Vicentina Antuña Tabío (Güines, 22 de enero de 1909 - La Habana, 8 de enero de 1993). Pedagoga, ensayista, filósofa y política cubana.

Fue uno de los fundadores del Partido Comunista de Cuba y tuvo una activa participación en actividades de carácter político y social, especialmente las relacionadas con la lucha en contra de las dictaduras de Gerardo Machado y Fulgencio Batista, y por los derechos de la mujer.

Fue una de las primeras educadoras que alcanzó la condición de Heroína del Trabajo de la República de Cuba.

Recibió la Orden José Martí, la más alta condecoración que concede el Estado cubano a personalidades relevantes nacionales y extranjeras.

Presidió la Comisión Cubana de la UNESCO, y fue fundadora y secretaria del Movimiento por la Paz

En sus últimos años ostentaba la condición de profesora emérita de la bicentenaria Universidad de La Habana.

Síntesis biográfica

Nació en el poblado de Güines ―52 km al sur de la ciudad de La Habana― en un ambiente familiar no solo de estrecheces, sino de gente que reaccionaban bien frente a los problemas de la vida social. Prueba de ello es que le permitieron a Vicentina, con solo 17 años, trasladarse en 1926 a La Habana, donde estudió y se graduó en Pedagogía, Filosofía y Letras a los 22 años (1931).

Trayectoria profesional

En 1933 comenzó a trabajar como maestra en la Escuela Anexa de la Universidad de La Habana. En 1934 ―en el marco de las corrientes renovadoras que trajo a la universidad la Revolución del 33― obtuvo la cátedra auxiliar de Lengua y Literatura Latina de la Universidad de La Habana, a la que entonces aspiraba.

En las luchas estudiantiles

Se integró como militante activa a las luchas estudiantiles contra la tiranía de Machado, y ya como profesora se hace sentir en la histórica huelga revolucionaria de marzo de 1935 contra la primera dictadura de Batista.

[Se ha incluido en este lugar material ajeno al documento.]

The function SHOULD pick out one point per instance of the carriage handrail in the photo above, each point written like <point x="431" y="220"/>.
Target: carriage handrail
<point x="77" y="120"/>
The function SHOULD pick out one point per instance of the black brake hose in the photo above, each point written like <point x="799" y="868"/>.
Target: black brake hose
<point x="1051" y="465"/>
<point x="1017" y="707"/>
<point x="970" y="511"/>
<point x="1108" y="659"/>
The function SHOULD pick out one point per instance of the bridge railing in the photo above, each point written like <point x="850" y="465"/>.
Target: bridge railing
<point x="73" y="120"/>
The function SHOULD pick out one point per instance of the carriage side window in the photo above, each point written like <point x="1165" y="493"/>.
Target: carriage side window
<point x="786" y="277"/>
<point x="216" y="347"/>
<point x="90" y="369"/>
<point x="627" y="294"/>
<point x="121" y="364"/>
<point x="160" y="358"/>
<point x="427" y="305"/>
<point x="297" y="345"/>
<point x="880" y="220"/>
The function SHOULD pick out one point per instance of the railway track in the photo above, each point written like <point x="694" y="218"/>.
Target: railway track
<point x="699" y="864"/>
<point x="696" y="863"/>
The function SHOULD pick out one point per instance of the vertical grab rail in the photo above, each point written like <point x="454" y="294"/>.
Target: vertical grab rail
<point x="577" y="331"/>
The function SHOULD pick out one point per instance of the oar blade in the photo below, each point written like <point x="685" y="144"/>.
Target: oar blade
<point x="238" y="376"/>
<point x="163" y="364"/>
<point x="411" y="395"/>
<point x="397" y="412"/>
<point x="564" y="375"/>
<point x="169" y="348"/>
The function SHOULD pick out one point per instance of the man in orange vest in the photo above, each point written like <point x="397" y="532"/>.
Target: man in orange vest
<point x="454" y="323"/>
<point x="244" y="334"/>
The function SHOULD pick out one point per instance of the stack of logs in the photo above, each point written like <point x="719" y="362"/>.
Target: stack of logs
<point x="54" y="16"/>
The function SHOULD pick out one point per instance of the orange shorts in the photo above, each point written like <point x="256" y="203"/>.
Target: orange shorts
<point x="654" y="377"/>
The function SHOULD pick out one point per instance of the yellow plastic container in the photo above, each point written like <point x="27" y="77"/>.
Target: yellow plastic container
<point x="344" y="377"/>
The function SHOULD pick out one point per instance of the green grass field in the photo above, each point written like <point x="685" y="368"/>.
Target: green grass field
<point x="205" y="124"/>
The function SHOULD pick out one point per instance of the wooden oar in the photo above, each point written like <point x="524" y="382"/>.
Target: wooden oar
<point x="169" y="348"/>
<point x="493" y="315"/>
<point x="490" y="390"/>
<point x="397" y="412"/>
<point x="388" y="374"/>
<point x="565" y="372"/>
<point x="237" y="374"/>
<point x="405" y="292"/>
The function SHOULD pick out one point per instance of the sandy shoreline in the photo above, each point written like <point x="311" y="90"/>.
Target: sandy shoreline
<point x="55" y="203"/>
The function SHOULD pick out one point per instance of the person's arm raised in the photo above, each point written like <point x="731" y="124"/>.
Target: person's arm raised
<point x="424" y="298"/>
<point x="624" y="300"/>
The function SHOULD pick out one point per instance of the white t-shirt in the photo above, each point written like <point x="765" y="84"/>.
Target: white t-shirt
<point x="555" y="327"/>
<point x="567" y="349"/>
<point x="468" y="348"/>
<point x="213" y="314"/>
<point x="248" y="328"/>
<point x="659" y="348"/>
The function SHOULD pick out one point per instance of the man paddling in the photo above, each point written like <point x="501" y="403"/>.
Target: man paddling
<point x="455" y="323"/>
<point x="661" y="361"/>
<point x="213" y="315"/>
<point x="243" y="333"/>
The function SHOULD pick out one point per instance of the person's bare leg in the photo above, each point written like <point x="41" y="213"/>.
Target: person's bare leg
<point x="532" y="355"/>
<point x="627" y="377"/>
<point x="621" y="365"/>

Fue una aliada firme del Ala Izquierda Estudiantil en todos sus pronunciamientos antimperialistas y nacionales de liberación. La joven también participó intensamente en la Asociación Protectora del Preso, de la Sección Cubana del Socorro Rojo Internacional y en la campaña a favor de la República española atacada por el fascismo en la guerra civil española (1936-1939).

Múltiples e importantes tareas cumplió en la Universidad: profesora de Lengua y Literatura Latina y Civilización Romana; directora de la Escuela de Letras y de Arte; jefa del Departamento Filológico; introductora de nuevas metodologías para la enseñanza de las Lenguas Clásicas; miembro del Consejo Científico de la Universidad.

Luchó por el progreso y los derechos de la mujer. En 1939 se sumó entre las primeras en las batallas de la Asamblea Constituyente para dejar explícitamente plasmados en la Constitución la igualdad de derechos de la mujer.

Tuvo a su cargo la dirección técnica de varios cursos en la Universidad Popular José Martí, que funcionó en el Sindicato de la Madera desde 1936 hasta 1939.

Fue profesora de Lengua y Literatura Latinas, jefa del departamento filológico de la Escuela de Letras de la Universidad de La Habana, centro del que llegó a ser su directora. Impartió Latín en la Facultad de Letras de la Universidad, su sabiduría sobrepasaba los límites de la cátedra.

Durante la dictadura de Fulgencio Batista colaboró con el Movimiento 26 de Julio. Desde 1948, por su proyección personal e idoneidad, fue fundadora y secretaria del Movimiento por la Paz.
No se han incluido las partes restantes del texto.